Recently an American wrote this obituary shortly after the death of his mother: ‘Six of her eight children are alive, whom she subjected to every sort of persecution all her life…on behalf of all the children she made part of her unholy, malice-driven life, I am happily celebrating her demise, and hoping that next time round she might be at the receiving end of the same kind of barbarous cruelty and humiliation.’ This particular mother might have been an aberration, but even ordinary mothers all around us beat their children, mock them harshly, drown them in the pit of self-loathing by comparing them endlessly with others to their disadvantage, obstructing every attempt they make to find a little happiness in their own lives, and drive myriad little needles so deep into their souls that the wounds rankle lifelong, and destroy all possibility of their living decent lives of their own. Many mothers are certainly good mothers; however, it is equally true that many of them are cruel, abusive, or at least totally indifferent to their children. On the internet you can find blogs titled ‘I hate my kids’; there are even ‘groups’ of such like-minded mothers. All relationships can be the cause of either joy or sorrow: the mother-child relation is no exception to this rule. Camus created quite a stir by asserting this unpleasant truth in The Outsider. In that novel it was the son who was unbothered about his mother’s death. One rarely meets mothers who are indifferent to their children, even abusive in dealing with them, in literature. But one does in reality.”

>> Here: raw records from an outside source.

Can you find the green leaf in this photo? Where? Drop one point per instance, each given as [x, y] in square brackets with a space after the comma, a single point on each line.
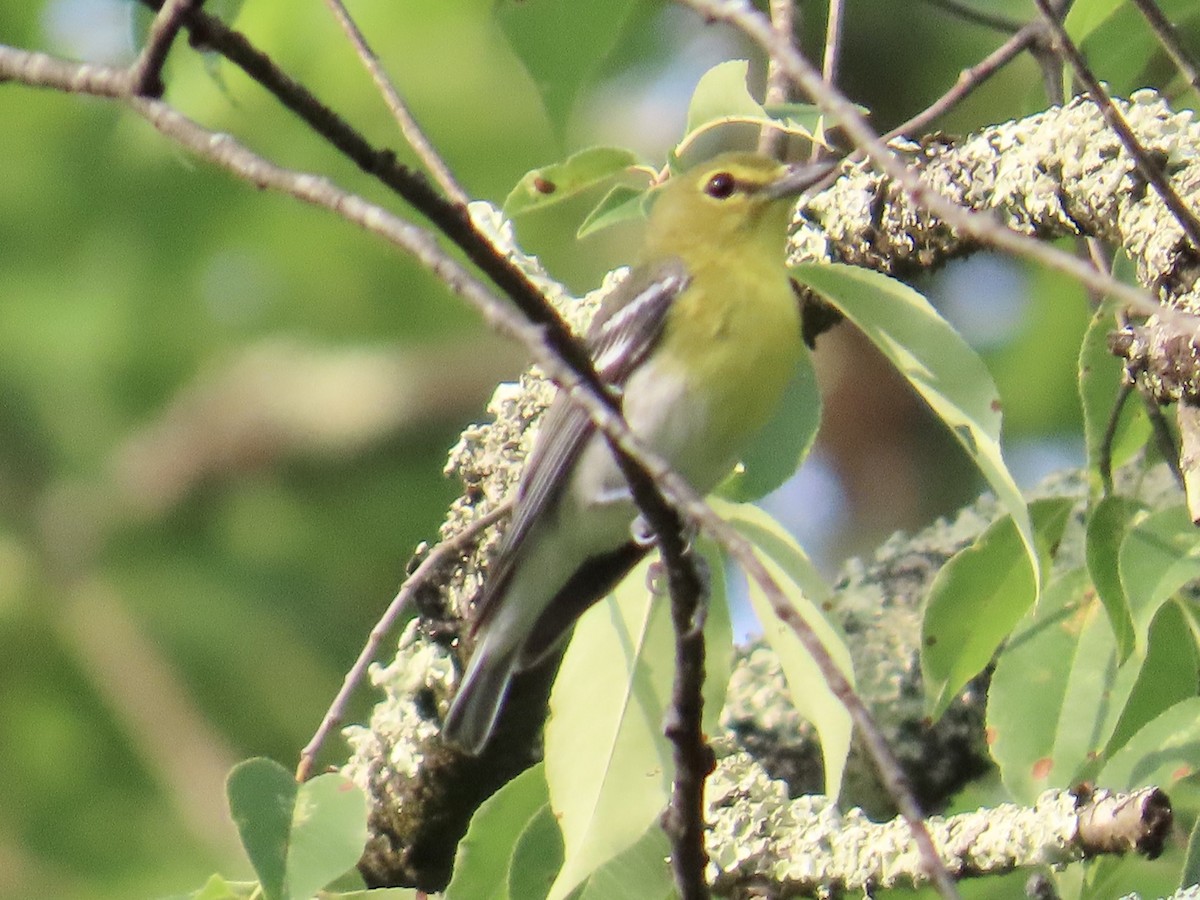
[1099, 381]
[562, 180]
[537, 857]
[1107, 528]
[1191, 873]
[1158, 556]
[262, 797]
[299, 838]
[1119, 43]
[937, 363]
[1168, 675]
[329, 831]
[1162, 753]
[621, 204]
[721, 95]
[1053, 690]
[485, 853]
[217, 888]
[607, 763]
[641, 873]
[977, 598]
[808, 593]
[779, 449]
[562, 43]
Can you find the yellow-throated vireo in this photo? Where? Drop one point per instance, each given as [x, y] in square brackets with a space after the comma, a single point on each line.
[700, 341]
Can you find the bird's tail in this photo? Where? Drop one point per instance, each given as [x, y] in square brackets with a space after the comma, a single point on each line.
[477, 705]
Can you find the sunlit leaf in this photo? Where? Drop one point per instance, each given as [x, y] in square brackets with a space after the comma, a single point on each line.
[807, 592]
[977, 598]
[621, 204]
[607, 762]
[1107, 527]
[486, 851]
[1159, 555]
[299, 838]
[937, 363]
[1162, 753]
[1053, 688]
[562, 180]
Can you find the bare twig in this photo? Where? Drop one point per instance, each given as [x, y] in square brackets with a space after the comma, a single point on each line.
[979, 17]
[979, 227]
[399, 108]
[1170, 40]
[971, 78]
[1150, 169]
[444, 553]
[145, 73]
[779, 88]
[832, 54]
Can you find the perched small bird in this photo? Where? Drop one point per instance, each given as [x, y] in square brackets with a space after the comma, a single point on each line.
[700, 342]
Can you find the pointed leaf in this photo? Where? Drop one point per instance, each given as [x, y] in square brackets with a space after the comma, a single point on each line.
[1107, 528]
[262, 797]
[977, 598]
[607, 763]
[721, 95]
[562, 180]
[641, 873]
[486, 851]
[621, 204]
[1159, 555]
[807, 591]
[1053, 689]
[779, 449]
[940, 366]
[537, 857]
[329, 831]
[1162, 753]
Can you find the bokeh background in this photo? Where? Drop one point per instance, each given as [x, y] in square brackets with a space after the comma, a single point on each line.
[223, 415]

S.C.: To the above, I shall add only that I do not personally think this is a gender thing. It’s only that the indiscriminate deification of mothers gets to me sometimes, seeing that there are lots of fathers who try very hard to be good parents, and lots of mothers who don’t. The crucial point is that so few people work at being good parents, so few even know that it has to be worked at, or that it is such hard work: and yet, especially in this country, somehow manage to raise children who feel it is their ‘duty’ to feel love and respect and be attentive to their parents’ needs lifelong, including the need to be shielded from all criticism within the family and without: my parents, my parents über alles. Also, for the sake of variety I suppose, there are parents who try very hard, and eventually get kicked in the face for their pains... it is indeed the best of all possible worlds.